“It’s the same thing for workplace accidents — there’s a collective solidarity,” he says. “If it isn’t too serious, we hide them to avoid problems with the social insurance.”
He is one of the liquidators in charge of securing and dismantling the site. In his thirties, he was working for a subcontractor at the power plant when the accident occurred, following the March 11, 2011 tsunami. Then, his company’s contract was not extended. He just started working on the site again. “The workers' situation has gotten better when it comes to security, but wages have gone down and there are fewer and fewer qualified people,” he says, asking to remain anonymous.
“The quality of work is mediocre because the management asks us to work fast, but the guys aren’t experienced enough,” explains the supervisor of a radioactivity inspection company, in charge of about 50 workers. “Sometimes they don’t even know the names of the tools. The teams often change. There’s a mandatory rotation because workers who have received the maximum radiation exposure must leave the zone. But others leave prematurely because they think they're not paid enough. If we don’t manage to form a qualified and trustworthy team quickly, we won’t be able to work fast and efficiently. We even lack qualified team supervisors.”
Bad all along
These deficiencies partly explain the contaminated water leaks that have increased considerably over the last few months. The people we are speaking to start smiling. “The leaks? They've been there for a while, but no one talked about them.”
Even the employees working directly for Tokyo Electric Power Company (TEPCO), the site’s operator, are leaving because of the inadequacy of wages and risk premiums, or the non-payment of overtime. “The power plant lacks workforce. There are a thousand job offers in the Fukushima prefecture, and barely a quarter of these jobs are occupied,” says the assistant director of Iwaki's employment agency. Less dangerous decontamination projects and the prospect of the Tokyo Olympic Games in 2020 are draining workers elsewhere, far from the damaged nuclear plant.
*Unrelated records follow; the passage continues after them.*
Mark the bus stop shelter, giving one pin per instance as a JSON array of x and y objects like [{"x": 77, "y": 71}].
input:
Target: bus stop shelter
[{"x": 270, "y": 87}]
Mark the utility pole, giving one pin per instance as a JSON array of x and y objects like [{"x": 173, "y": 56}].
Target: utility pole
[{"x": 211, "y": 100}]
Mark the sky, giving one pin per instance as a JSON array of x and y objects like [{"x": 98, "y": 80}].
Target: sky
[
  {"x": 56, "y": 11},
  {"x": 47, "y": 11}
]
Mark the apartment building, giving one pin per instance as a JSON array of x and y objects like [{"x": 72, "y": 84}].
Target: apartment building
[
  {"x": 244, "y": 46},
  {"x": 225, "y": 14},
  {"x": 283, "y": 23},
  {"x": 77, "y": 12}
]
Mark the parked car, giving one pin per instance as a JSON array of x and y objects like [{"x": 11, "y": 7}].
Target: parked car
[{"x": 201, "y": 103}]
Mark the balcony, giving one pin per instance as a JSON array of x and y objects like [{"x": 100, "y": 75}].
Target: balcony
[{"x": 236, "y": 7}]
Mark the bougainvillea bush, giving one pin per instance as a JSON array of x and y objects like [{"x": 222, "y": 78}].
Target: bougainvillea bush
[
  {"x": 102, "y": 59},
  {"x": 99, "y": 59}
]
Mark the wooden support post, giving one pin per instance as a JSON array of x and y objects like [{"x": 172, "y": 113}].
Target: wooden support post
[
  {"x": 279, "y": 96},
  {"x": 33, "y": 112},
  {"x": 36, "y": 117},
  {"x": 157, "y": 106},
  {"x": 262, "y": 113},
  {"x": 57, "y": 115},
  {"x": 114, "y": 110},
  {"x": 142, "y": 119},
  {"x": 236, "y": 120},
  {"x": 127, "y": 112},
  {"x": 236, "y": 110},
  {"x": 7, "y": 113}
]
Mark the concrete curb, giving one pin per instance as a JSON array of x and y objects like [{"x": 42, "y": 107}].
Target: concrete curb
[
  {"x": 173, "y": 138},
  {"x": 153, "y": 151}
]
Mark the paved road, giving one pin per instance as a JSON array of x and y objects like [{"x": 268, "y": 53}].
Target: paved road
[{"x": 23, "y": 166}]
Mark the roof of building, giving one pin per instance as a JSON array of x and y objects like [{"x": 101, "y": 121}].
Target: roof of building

A little more than 3,000 people work at the plant. Some 1,400 live in J-Village — Japan Football Association's National Training Center, a TEPCO sports facility that was transformed into a reception center for the workers. The other 1,600 or so live in nearby hostels or in temporary accommodation built on car parks in front of which, in the evening, the minibuses that take them to J-Village and back are parked in line. They leave from there to the power plant, 10 kilometers away, and return in special shuttles.
Some of the liquidators are from the region — sometimes, former farmers who lost their farms because they were located in the contaminated zone. The others come from all over Japan, even Okinawa, more than 2,000 kilometers to the south. They are recruited through numerous subcontractors: six to eight levels, depending on the job category.
“For the first three — direct TEPCO subcontractors and important companies — we can find out how recruitments are done, but with the lower levels, it’s very complicated,” says Hiroyuki Watanabe, a communist Iwaki city counselor who set up a consultancy agency for the nuclear plant’s employees. “People think that Japan, a technologically advanced country, uses the most sophisticated methods with its robots at the damaged power plant — but the reality is different. We often use old material because once it is contaminated, it becomes unusable.”
The least qualified workers do not benefit from sufficient protection, and their wages are “drained” by the intermediaries through which they are recruited. In the end, they only earn 6,000 yens (45 euros) per day. “Discussions with the workers reveal the discontentment and the latent anxiety of those who are the most exposed,” Watanabe explains. “Some try to cheat with the cumulative radiation exposure limit in order to be able to work as long as possible.” They hide the device used to measure their contamination in a less-contaminated place to decrease the level of radiation accumulated during the day.
Some companies would like to reduce the exposure limits, “but the workers refuse because they want to be able to work. At the same time, they are bitter because they’re being ignored by the rest of the country. Tokyo is indifferent to their fate,” Watanabe continues. In J-Village, words of encouragement sent by high school students the country over are displayed on walls.
The time of high wages during the panic year that followed the tsunami disaster — with its influx of workers and, in their wake, bars in the nearby towns — is over. The nuclear plant’s workers remain cloistered in their companies’ prefabricated dormitories or in hostels around the region. Some places, such as Hirono, a dozen kilometers south of the plant, are ghost towns.
After being evacuated, this small town was reopened in August 2012. Hirono is the last stop of the railway line towards the north, which has been cut off. Only 1,000 of the 5,800 residents who lived here before the disaster have returned. The schools are empty. Most houses are boarded up. The stores’ iron curtains are down. Early in the evening, the main street is dimly lit and dull. The only illuminated sign is the Maehama Café. The small room on the second floor is almost empty. “We’ve lost our regulars,” the owner says. “The workers don’t come here anymore. They buy their food in the supermarkets along the main road.”
Some of the liquidators live in houses rented out by owners who no longer want to live there. They can only be seen at dusk and dawn when they get on and off the minibuses. The dismantling of the nuclear plant will probably take 40 years and will require many thousands such “drudges,” invisible and vulnerable.